CONFIG_PROTECT_MASK="/etc/gconf /etc/env.d"   
CXXFLAGS="-O2 -pipe -mcpu=970 -mtune=970"   
DISTDIR="/usr/portage/distfiles"   
FEATURES="autoconfig distlocks sandbox sfperms strict"   
GENTOO_MIRRORS="ftp://malcolmpurvis:smokey@premium.ftp.planetmirror.com/pub/gentoo/"   
MAKEOPTS="-j3"   
PKGDIR="/usr/portage/packages"   
PORTAGE_TMPDIR="/var/tmp"   
PORTDIR="/usr/portage"   
SYNC="rsync://rsync.au.gentoo.org/gentoo-portage"   
USE="X altivec bash-completion berkdb bitmap-fonts bzip2 cups eds emacs emboss   
esd fam fortran gdbm gif gnome gpm gstreamer gtk gtk2 imlib java jpeg kde   
libwww motif mozilla ncurses nls opengl pam perl png postgres ppc64 python qt   
readline ssl tcpd tetex tiff truetype truetype-fonts type1-fonts unicode xml2   
xv zlib userland_GNU kernel_linux elibc_glibc"   
Unset:  ASFLAGS, CTARGET, LANG, LC_ALL, LDFLAGS, LINGUAS, PORTDIR_OVERLAY   
   
   
Comment 10 Brent Baude (RETIRED) gentoo-dev 2005-08-16 06:36:02 UTC
Do you get the same results with vanilla-sources?
Comment 11 Malcolm Purvis 2005-09-18 05:34:14 UTC
Since the last update to this bug I've tried a number of different kernels and
configurations with pretty much the same result.  This includes
vanilla-sources-2.6.13 and gentoo-sources-2.6.13.

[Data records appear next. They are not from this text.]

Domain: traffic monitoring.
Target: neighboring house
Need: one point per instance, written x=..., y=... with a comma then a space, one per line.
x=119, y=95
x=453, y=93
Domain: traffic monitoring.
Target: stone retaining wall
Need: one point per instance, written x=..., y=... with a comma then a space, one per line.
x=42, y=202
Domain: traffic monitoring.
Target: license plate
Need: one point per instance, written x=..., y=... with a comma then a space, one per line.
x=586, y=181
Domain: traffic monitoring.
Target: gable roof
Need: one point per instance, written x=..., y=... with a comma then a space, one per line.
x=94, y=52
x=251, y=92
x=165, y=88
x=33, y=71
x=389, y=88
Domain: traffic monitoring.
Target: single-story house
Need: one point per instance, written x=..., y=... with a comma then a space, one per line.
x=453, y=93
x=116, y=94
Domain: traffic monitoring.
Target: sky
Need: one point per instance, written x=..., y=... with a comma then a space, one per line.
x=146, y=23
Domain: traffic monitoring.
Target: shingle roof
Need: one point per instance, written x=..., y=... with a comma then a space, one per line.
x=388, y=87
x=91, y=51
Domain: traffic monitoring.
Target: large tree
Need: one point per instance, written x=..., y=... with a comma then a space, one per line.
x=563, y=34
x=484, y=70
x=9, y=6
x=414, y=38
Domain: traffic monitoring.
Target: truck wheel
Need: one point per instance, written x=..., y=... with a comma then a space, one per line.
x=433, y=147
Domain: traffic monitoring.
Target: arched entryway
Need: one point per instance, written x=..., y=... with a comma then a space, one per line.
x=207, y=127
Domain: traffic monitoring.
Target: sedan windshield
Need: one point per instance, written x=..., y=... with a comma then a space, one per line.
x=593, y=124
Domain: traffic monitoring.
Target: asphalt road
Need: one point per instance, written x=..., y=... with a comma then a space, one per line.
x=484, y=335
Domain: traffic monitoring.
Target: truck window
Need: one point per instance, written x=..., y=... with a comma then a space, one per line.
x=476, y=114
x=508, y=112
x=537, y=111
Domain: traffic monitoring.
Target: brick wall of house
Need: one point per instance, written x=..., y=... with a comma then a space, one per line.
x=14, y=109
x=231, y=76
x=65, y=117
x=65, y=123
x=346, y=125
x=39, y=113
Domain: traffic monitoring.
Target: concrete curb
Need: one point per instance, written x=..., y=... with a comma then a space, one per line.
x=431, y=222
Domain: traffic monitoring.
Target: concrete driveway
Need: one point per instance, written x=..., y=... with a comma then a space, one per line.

The problem does seem to be related to increasing load.  A common crash point is
during the calculation of module dependencies at boot.  At this point the fans
are at their loudest since startup.  However, if the root file system is
force-checked  during boot (because the machine as been rebooted so often :-)
then this reduces the CPU load, the fans slow down and then the calculation of
module dependencies passes without incident.

This problem has also occured while using the 2005.1 install CD.  This
installation kerel turned off while I was decompressing the stage3 tarball using
the tar command line listed in the handbook.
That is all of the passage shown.